La ligne de démarcation était surtout sensible chez les femmes. Le faubourg Saint-Germain et le faubourg Saint-Honoré frayaient seuls ensemble : l’aristocratie de naissance et l’aristocratie de gloire sont sœurs ; l’aristocratie d’argent n’est qu’une bâtarde. Quant aux hommes, le jeu les rapprochait ; il n’y a pas de castes à l’entour d’un tapis vert, et c’est celui qui ponte le plus haut, qui est le plus noble. Rotschild a succédé aux Montmorency, et si demain il abjure, après demain personne ne lui contestera le titre de premier baron chrétien.

Tandis que je faisais à part moi toutes ces distinctions, je roulais vers Chambéry, et comme j’avais encore mon chapeau gris, je n’osai m’y arrêter.
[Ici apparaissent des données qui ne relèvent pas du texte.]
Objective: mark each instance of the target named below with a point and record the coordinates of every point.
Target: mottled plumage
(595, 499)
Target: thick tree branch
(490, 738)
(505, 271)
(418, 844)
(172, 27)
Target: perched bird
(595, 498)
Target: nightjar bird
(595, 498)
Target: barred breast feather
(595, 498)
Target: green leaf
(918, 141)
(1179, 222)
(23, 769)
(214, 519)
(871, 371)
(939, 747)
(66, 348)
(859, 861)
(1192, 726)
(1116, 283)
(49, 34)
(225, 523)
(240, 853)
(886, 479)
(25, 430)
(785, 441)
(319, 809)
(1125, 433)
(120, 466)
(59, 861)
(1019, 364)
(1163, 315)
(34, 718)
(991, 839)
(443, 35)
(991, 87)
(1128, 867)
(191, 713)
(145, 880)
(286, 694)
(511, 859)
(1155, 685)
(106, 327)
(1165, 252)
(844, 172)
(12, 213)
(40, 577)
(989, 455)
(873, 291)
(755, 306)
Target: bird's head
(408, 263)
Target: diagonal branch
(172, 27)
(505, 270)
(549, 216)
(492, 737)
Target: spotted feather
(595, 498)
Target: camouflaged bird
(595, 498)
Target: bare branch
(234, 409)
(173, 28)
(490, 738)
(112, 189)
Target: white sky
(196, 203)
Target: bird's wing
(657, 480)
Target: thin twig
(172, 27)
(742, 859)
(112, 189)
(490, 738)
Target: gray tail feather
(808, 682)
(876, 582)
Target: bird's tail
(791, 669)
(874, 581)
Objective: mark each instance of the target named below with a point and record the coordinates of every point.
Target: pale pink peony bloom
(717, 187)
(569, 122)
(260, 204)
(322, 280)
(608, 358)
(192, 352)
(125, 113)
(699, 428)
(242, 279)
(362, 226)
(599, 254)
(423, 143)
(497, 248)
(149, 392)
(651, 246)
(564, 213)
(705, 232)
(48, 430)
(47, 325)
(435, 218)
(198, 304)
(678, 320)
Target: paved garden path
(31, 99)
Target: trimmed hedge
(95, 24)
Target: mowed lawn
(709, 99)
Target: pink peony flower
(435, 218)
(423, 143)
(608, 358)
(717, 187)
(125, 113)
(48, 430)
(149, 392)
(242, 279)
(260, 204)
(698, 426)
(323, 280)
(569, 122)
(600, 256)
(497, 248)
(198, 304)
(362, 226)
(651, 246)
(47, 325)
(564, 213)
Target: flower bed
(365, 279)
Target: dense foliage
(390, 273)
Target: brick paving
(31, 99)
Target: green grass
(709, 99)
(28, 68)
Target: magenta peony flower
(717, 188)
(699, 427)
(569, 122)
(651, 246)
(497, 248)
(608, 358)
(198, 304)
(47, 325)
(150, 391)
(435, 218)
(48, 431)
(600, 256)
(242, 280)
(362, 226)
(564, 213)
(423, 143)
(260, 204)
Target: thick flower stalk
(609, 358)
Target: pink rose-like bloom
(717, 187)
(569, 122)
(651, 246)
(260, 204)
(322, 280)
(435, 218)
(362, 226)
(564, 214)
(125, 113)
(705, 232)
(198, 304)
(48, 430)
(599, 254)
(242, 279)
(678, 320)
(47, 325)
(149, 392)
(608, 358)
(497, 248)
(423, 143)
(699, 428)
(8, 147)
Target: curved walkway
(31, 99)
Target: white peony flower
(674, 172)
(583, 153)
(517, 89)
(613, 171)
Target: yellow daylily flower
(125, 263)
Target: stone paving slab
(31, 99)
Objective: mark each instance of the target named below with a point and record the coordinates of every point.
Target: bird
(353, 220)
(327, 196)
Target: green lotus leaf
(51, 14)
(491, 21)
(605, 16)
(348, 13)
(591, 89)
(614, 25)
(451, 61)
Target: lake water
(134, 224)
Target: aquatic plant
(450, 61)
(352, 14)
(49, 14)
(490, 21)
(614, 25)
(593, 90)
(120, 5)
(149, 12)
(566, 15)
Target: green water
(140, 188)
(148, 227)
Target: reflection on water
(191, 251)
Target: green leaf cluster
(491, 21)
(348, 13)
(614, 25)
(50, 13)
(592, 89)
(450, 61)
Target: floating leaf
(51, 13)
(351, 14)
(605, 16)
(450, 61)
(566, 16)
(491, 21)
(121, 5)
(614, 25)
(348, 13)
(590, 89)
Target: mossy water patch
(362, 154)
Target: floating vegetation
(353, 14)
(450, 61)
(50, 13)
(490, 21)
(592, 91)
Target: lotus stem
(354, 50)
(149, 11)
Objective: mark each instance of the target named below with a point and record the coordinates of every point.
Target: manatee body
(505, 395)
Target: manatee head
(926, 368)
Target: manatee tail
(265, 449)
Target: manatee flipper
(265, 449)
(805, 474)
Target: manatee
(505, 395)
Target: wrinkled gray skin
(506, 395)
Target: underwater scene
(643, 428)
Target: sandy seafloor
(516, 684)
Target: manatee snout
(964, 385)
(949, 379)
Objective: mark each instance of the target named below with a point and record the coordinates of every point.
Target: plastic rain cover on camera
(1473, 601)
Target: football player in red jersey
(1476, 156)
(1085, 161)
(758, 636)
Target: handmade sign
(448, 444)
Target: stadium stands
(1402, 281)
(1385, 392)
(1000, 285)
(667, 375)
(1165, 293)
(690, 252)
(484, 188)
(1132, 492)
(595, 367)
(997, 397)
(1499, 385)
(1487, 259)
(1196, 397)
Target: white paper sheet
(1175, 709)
Je remarquai seulement en passant qu’un aubergiste, qui avait pris, pour exergue de son enseigne, ces mots : « Aux Armes de France », avait conservé les trois fleurs-de-lys de la branche aînée, que la main du peuple a grattées si brutalement sur l’écusson de la branche cadette.

À trois lieues de Chambéry, nous passâmes sous une voûte qui

  1. Les seuls journaux qui y soient reçus sont la Gazette et la Quotidienne.